Why ‘Twilight’ Author Stephenie Meyer Isn’t Writing Any More Books—Right Now

Celebrities, Celebrity Q&A, Featured Article, People
on September 28, 2013
Stephenie Meyer
Todd Williamson/Invision for Sony Executive Producer Stephenie Meyer at Sony Pictures Classics "Austenland" Los Angeles Premiere.

What is Stephenie Meyer doing now that “Twilight” has come to an end?  Will she be writing any more books?
—Claire Bradford, Metairie, Louisiana

The “New York Times” best-selling author, 39, hasn’t forsaken writing permanently, but at present time, she isn’t planning to create any more books in the “Twilight” saga. She did try her hand at adult sci-fi with the novel “The Host,” which was released in 2008.

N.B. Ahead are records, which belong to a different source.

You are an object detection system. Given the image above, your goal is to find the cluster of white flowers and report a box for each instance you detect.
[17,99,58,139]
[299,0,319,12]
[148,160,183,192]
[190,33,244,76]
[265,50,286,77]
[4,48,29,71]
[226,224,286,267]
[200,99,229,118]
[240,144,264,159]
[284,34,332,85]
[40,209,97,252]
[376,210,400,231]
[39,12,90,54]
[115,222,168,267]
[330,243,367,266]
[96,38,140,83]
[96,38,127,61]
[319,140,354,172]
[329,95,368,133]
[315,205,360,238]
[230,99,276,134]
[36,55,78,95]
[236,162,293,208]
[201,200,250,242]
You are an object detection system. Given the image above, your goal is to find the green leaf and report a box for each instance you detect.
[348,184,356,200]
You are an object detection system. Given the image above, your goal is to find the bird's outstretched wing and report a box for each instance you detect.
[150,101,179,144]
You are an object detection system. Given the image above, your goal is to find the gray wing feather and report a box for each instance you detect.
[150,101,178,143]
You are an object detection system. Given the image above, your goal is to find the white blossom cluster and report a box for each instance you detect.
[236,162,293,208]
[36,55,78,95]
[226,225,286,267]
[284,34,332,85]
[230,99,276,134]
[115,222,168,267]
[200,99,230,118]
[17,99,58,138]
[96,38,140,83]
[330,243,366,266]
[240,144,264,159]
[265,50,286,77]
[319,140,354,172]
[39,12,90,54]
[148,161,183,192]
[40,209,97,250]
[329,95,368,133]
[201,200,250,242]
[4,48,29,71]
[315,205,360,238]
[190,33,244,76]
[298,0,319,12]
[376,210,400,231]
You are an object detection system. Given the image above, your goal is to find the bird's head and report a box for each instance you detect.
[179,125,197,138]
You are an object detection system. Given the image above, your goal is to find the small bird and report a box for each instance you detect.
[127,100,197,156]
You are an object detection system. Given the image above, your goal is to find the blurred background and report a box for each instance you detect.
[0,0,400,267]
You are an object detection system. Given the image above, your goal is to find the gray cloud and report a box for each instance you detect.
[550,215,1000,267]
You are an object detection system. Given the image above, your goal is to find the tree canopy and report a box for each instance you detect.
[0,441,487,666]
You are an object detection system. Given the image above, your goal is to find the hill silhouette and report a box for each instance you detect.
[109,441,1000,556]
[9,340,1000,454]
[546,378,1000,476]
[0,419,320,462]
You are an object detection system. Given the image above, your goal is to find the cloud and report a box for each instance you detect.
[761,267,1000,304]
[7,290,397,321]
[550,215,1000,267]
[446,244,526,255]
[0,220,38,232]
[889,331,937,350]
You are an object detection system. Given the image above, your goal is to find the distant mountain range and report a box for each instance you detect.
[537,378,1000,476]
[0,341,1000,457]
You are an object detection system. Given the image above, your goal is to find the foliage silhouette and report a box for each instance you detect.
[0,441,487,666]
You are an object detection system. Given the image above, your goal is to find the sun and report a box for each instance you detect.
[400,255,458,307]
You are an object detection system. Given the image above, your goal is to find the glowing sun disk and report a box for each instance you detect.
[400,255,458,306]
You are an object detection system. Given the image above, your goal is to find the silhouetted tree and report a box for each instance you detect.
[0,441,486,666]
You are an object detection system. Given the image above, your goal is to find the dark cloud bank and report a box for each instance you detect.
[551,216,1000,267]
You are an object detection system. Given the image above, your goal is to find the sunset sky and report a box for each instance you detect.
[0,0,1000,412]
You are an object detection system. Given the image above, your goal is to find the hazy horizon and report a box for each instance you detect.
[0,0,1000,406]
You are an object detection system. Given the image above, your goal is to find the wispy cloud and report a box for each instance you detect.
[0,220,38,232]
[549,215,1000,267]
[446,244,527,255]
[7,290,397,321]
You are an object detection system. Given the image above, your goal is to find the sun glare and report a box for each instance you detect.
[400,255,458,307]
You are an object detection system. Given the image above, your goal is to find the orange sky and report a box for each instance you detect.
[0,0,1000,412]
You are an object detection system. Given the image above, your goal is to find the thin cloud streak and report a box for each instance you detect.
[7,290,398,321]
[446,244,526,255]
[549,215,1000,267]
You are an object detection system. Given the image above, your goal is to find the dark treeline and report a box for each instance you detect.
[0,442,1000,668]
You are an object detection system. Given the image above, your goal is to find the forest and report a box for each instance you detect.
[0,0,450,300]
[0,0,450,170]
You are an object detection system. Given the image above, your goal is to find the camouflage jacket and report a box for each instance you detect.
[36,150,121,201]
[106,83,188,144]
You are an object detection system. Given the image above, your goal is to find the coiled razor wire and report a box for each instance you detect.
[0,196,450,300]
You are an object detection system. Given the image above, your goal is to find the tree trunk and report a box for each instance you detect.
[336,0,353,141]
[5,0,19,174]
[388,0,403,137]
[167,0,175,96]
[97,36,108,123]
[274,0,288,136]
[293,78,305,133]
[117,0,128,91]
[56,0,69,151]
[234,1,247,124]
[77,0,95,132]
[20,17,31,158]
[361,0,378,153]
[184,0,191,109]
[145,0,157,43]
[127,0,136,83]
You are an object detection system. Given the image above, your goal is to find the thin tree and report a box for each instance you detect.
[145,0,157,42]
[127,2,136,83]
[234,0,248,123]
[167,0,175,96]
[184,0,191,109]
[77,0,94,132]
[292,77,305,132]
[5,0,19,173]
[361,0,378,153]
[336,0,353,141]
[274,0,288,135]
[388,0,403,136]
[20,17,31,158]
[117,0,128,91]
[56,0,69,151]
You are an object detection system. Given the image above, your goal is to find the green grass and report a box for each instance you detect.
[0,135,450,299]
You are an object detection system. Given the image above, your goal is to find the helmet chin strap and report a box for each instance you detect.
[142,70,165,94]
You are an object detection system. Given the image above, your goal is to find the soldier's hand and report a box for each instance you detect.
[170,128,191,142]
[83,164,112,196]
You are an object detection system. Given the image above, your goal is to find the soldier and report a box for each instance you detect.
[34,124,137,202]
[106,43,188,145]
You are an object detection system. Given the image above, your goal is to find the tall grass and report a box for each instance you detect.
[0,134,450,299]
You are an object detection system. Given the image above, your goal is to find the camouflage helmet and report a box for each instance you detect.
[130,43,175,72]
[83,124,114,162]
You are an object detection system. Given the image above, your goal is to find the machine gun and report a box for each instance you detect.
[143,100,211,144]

For now, however, Stephenie Meyer has switched creative hats, and is trying her hand at producing movies. She got her first experience as a producer on the five “Twilight” movies, as well as the movie version of “The Host,” but her newest film, “Austenland,” is the first time she has produced a picture that isn’t based on one of her own works.

“It was a lot easier and harder in some ways,” the Hartford, Connecticut-born author/producer says. “Easier because this wasn’t my story. There was no pressure on me. With ‘Twilight’ there was so much. It felt very freeing to not have that.”

“Austenland” was a natural for Meyer, an admitted fan of Jane Austen, having previously said she based “Twilight” on “Pride and Prejudice.” She says, “If there was a Jane Austen camp, I would go no question. One of the things with making this movie, the author Shannon Hale I were like, ‘Maybe if we make the movie, they’ll make an Austenland and we can go to it.'”

Meyer says that she is currently enjoying the collaborative aspect of filmmaking, rather than the loneliness of being a room “quiet and sad” writing books.

“On ‘Austenland,’ I got to hang out with ladies all day,” she recalls. “It was very social and kind of community. I liked it a lot. It’s a different thing from being alone and writing.”

More film projects are in the works for Meyer, who has optioned the rights to “Down a Dark Hall” and “Anna Dressed in Blood.”